I can visualize my late uncle's dad walking into his shop and using these . The left box and indicator are dated 1916 . The right box belonging to my late uncle 1937 . The " wiggle stick " works perfectly and was originally priced at $5.50 + 75 cents for the velvet lined case . Not sure what that would be in today's dollars , but I bet quite a bit . I hope that in the future I can display these along with some more on a mantle in a log cabin up in Adirondack Park . Dave


----------



## toolroom (Feb 1, 2016)

Nice score MM,
     I absolutely love old style tooling. I collect Lufkin, and have 1 that has never been used. It is an outside mic. in tenths still in the original wood box with the seal still on it. as the original paperwork! There is a price on the box of $10.25. Research says it is 1942. I still use my 1940 Micro Master test indicator. I don't have anything to compare to your antiquity. Beautiful instrument!
toolroom


----------



## ch2co (Feb 1, 2016)

They are beautiful. The true value of them is in their history and in your heart.  Priceless!   
And that "dial indicator" (wiggle stick?) is an artistic masterpiece..
Thank you.

CHuck the grumpy old guy


----------



## mmcmdl (Feb 1, 2016)

Chuck , I left my position as a precision aerospace machinist some years back and went into a Unilever Plant position more along the lines of mechanical maintenance . My first day there I was getting my box sorted when my new boss spotted my tenth's Best Test indicator . He asked what I had in mind with that ??? He explained that we now work within a half a broomstick tolerance and use a wiggle stick for the close jobs . LMAO ! I will never forget that !

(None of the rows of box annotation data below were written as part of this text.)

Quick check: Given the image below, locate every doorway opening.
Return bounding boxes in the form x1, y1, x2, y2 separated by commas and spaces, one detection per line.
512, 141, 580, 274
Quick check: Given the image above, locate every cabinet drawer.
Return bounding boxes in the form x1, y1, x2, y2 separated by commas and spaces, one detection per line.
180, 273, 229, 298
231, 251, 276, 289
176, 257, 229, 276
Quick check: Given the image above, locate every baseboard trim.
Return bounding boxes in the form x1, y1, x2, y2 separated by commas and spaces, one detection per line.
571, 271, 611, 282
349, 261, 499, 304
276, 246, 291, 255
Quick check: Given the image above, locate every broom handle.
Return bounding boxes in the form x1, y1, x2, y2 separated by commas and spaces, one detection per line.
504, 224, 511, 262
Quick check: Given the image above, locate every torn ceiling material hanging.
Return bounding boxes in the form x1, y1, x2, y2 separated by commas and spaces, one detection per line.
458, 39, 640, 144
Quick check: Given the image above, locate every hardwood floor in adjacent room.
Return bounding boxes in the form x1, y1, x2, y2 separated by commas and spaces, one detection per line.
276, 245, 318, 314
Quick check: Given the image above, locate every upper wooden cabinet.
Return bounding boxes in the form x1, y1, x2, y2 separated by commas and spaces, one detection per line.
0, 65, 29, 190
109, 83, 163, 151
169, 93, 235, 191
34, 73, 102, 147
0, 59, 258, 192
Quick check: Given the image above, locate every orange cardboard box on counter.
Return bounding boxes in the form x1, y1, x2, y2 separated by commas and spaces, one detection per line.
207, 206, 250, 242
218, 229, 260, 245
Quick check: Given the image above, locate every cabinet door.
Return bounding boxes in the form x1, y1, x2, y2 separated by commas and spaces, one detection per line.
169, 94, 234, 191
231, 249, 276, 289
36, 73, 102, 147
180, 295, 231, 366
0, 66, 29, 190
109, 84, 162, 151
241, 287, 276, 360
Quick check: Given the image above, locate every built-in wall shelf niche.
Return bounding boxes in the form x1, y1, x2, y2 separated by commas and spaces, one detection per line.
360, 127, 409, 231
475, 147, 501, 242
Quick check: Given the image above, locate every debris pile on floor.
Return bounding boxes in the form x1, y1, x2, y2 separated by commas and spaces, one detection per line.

We DID have some nice lapping plates though . The front sidewalk was for course finishes and the rear patio worked great for fine work . It was a PITA when it snowed !


----------



## ch2co (Feb 1, 2016)

_"We DID have some nice lapping plates though . The front sidewalk was for course finishes and the rear patio worked great for fine work . It was a PITA when it snowed !"_

Must have been a really nice rear patio, mine is a little too rough for the fine lapping.

CHuck the grumpy old guy


----------



## Bob Korves (Feb 1, 2016)

I use cinder blocks for accurate work and finest finishes...


----------



## Charles Spencer (Feb 3, 2016)

mmcmdl said:


> I can visualize my late uncle's dad walking into his shop and using these . The left box and indicator are dated 1916 . The right box belonging to my late uncle 1937 . The " wiggle stick " works perfectly and was originally priced at $5.50 + 75 cents for the velvet lined case . Not sure what that would be in today's dollars , but I bet quite a bit . I hope that in the future I can display these along with some more on a mantle in a log cabin up in Adirondack Park . Dave



From Wikipedia on Henry Ford's 1914 $5.00 a day wage:

"Ford astonished the world in 1914 by offering a $5 per day wage ($120 today), which more than doubled the rate of most of his workers."


----------